Supreme Court nominee Elena Kagan on Tuesday defended her position to restrict military recruiter access to Harvard Law School while she was dean, telling a Senate panel she always acted within the law.
But Republican Sen. Jeff Sessions of Alabama attacked Miss Kagan’s argument, saying that it was “unconnected to reality.”
The debate took place during the second day of an expected week-long confirmation hearing before Senate Judiciary Committee.
Miss Kagan said she never barred recruiters from campus. Rather, she said she let the school’s military veterans association sponsor recruiters instead of the school.
Miss Kagan said the military’s “don’t ask, don’t tell” policy against allowing gays and lesbians to serve opening in the military clashed with the school’s anti-discrimination policy.
“The military had full access to our students, both before I became dean and after I became dean,” said Miss Kagan, 50, who now serves as the U.S. Solicitor General, the federal government’s top litigator before the Supreme Court.
She said she personally disagrees with the ’don’t ask, don’t tell’ rule but that she admires the military.
“I respect and indeed I revere the military,” said Miss Kagan, who added that her father served in the military. “I always tried to make sure I conveyed my honor for the military.”
But Mr. Sessions said the nominee’s response was disingenuous and questioned whether her actions created a hostile atmosphere toward recruiters and treated them in a “second-class way.”
“The Air Force and the Army says they were blocked, they were stonewalled, they were getting the run-around from Harvard,” Mr. Sessions says. “I feel like you mishandled that, I’m absolutely confident you did.”
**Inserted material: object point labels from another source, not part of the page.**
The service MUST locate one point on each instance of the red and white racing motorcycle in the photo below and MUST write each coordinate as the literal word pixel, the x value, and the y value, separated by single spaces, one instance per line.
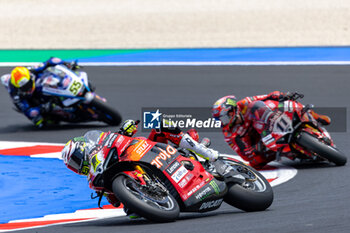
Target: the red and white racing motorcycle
pixel 296 134
pixel 157 181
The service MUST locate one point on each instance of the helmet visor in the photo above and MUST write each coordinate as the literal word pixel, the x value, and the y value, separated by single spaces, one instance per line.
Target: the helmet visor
pixel 27 88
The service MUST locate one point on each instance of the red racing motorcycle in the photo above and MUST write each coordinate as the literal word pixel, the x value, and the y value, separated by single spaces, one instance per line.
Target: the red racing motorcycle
pixel 296 134
pixel 158 181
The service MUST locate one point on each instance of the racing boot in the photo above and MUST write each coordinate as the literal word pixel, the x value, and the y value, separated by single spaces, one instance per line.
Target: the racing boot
pixel 199 149
pixel 227 172
pixel 322 119
pixel 206 142
pixel 131 214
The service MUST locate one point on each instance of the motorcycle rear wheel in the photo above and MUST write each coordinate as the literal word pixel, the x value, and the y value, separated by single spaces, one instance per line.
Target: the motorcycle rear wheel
pixel 325 151
pixel 153 208
pixel 254 194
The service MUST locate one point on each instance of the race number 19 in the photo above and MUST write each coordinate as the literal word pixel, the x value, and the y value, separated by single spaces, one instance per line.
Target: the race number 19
pixel 75 87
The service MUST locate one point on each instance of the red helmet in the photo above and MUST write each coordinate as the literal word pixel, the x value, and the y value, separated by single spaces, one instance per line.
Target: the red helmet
pixel 74 157
pixel 225 109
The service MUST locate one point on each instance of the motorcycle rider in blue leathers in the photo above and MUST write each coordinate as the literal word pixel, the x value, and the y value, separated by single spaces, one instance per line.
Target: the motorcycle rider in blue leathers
pixel 24 86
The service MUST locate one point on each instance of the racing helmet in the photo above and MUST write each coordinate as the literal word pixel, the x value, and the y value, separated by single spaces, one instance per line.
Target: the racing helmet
pixel 22 80
pixel 225 110
pixel 74 156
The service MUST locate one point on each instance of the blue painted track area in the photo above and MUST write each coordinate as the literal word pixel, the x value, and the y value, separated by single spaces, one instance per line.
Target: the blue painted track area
pixel 273 54
pixel 34 187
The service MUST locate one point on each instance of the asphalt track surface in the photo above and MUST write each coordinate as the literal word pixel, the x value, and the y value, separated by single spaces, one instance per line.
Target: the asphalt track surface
pixel 316 200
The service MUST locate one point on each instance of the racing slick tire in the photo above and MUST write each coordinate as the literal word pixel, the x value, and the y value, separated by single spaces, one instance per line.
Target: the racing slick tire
pixel 252 195
pixel 323 150
pixel 142 203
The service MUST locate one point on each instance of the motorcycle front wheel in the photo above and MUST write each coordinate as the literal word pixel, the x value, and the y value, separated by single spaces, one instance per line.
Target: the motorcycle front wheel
pixel 325 151
pixel 254 194
pixel 148 202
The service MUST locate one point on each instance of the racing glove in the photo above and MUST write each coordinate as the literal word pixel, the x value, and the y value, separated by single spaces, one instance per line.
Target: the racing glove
pixel 291 96
pixel 129 128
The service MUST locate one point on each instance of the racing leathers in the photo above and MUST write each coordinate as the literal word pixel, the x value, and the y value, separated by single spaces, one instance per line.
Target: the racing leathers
pixel 247 137
pixel 187 140
pixel 34 105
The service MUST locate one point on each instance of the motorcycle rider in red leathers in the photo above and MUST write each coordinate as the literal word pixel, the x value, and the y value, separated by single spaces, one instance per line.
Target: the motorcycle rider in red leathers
pixel 245 123
pixel 75 155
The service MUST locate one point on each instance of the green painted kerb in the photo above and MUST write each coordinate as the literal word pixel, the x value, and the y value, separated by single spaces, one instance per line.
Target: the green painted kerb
pixel 42 55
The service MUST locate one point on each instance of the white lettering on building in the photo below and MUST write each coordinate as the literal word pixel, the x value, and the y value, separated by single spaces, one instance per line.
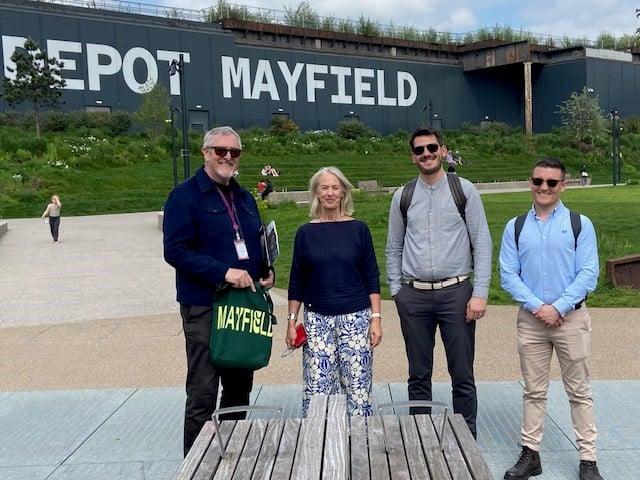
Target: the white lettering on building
pixel 237 76
pixel 240 76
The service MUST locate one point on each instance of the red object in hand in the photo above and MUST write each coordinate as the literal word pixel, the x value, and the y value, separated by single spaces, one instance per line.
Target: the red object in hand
pixel 301 336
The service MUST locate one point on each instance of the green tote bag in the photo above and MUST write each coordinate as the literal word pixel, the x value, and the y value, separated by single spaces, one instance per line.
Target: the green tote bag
pixel 241 327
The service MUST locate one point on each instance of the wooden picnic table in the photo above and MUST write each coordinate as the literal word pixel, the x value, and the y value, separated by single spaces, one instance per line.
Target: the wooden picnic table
pixel 328 445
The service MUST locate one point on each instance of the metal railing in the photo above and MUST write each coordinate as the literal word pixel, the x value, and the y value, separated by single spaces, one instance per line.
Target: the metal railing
pixel 311 20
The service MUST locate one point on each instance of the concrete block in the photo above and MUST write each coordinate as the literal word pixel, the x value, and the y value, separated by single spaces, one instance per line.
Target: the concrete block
pixel 624 271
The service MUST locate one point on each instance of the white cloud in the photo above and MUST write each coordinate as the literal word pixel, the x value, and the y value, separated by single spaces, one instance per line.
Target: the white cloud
pixel 571 18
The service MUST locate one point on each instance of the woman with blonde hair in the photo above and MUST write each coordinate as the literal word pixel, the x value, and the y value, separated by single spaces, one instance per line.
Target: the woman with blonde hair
pixel 334 272
pixel 53 210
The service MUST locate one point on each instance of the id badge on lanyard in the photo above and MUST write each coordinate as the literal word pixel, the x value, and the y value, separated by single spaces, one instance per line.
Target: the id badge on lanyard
pixel 241 246
pixel 241 249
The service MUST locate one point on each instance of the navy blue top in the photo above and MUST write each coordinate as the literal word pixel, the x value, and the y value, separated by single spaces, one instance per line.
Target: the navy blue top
pixel 334 267
pixel 199 237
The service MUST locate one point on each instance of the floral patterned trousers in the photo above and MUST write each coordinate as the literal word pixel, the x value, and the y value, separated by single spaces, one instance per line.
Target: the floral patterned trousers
pixel 338 358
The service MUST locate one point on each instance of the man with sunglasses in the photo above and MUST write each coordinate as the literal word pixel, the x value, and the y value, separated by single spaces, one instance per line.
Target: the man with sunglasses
pixel 550 272
pixel 430 260
pixel 212 234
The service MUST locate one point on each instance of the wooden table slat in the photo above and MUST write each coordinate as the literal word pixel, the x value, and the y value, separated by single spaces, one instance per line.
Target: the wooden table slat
pixel 212 458
pixel 377 454
pixel 251 450
pixel 455 460
pixel 413 449
pixel 266 458
pixel 431 447
pixel 193 459
pixel 470 451
pixel 359 452
pixel 329 445
pixel 335 464
pixel 233 451
pixel 395 449
pixel 308 461
pixel 284 463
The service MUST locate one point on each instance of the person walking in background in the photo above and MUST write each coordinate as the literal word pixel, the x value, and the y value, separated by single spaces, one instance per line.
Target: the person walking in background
pixel 451 163
pixel 430 258
pixel 53 210
pixel 212 236
pixel 584 175
pixel 334 272
pixel 549 271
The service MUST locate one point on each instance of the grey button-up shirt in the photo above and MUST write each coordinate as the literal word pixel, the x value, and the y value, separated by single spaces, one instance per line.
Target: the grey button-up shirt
pixel 436 243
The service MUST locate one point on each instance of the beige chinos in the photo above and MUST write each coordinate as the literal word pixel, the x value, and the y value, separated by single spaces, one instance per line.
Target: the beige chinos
pixel 572 343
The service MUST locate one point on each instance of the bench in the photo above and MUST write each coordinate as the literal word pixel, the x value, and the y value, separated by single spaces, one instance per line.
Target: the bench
pixel 329 445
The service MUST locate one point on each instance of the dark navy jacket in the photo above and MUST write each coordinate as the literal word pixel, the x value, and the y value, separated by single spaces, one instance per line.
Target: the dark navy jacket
pixel 199 237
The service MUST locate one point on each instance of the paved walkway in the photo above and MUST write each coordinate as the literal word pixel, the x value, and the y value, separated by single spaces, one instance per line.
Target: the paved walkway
pixel 92 363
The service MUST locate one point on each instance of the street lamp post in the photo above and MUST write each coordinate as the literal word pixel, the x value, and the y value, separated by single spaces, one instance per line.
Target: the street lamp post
pixel 615 153
pixel 173 144
pixel 178 66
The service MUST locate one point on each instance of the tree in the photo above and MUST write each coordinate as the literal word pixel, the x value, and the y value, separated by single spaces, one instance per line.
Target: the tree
pixel 154 111
pixel 582 117
pixel 37 79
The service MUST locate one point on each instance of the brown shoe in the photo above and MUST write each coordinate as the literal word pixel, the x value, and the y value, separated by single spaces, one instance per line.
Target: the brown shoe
pixel 589 471
pixel 528 465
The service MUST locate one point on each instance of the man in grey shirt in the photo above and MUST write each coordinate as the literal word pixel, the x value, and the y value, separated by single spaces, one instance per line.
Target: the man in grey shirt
pixel 429 264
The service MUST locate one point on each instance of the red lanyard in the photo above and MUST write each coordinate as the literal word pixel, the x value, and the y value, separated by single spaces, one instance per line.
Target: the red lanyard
pixel 231 210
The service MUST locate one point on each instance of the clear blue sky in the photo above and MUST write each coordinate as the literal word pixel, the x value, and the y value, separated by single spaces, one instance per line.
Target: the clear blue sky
pixel 576 19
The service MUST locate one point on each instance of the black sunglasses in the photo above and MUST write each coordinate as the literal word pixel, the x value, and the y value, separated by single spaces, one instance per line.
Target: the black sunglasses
pixel 222 151
pixel 432 147
pixel 552 182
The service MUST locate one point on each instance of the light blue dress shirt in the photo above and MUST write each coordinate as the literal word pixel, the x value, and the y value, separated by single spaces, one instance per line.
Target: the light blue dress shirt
pixel 548 267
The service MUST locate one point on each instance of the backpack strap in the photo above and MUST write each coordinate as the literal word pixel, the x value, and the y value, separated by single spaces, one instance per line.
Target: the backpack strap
pixel 576 227
pixel 456 191
pixel 458 194
pixel 405 199
pixel 519 223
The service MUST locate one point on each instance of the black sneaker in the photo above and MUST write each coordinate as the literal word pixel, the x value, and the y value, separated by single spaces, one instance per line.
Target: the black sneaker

The lawmaker also said he was concerned over characterizations that Miss Kagan was a “progressive in the mold of [President] Obama” and that she was bring a “progressive influence” to the court with the intend of re-interpreting the Constitution.
“That’s a dangerous philosophy,” he said. “That’s a philosophy not justified by any judge on the court.”
Miss Kagan, who worked as an advisor in the former Clinton administration answered that “I don’t know what that [progressive] label means.”
“I’m not quite sure how I would characterize my politics, but one thing I do know is that my politics would be, must be, have to be completely separate from my judging,” she said.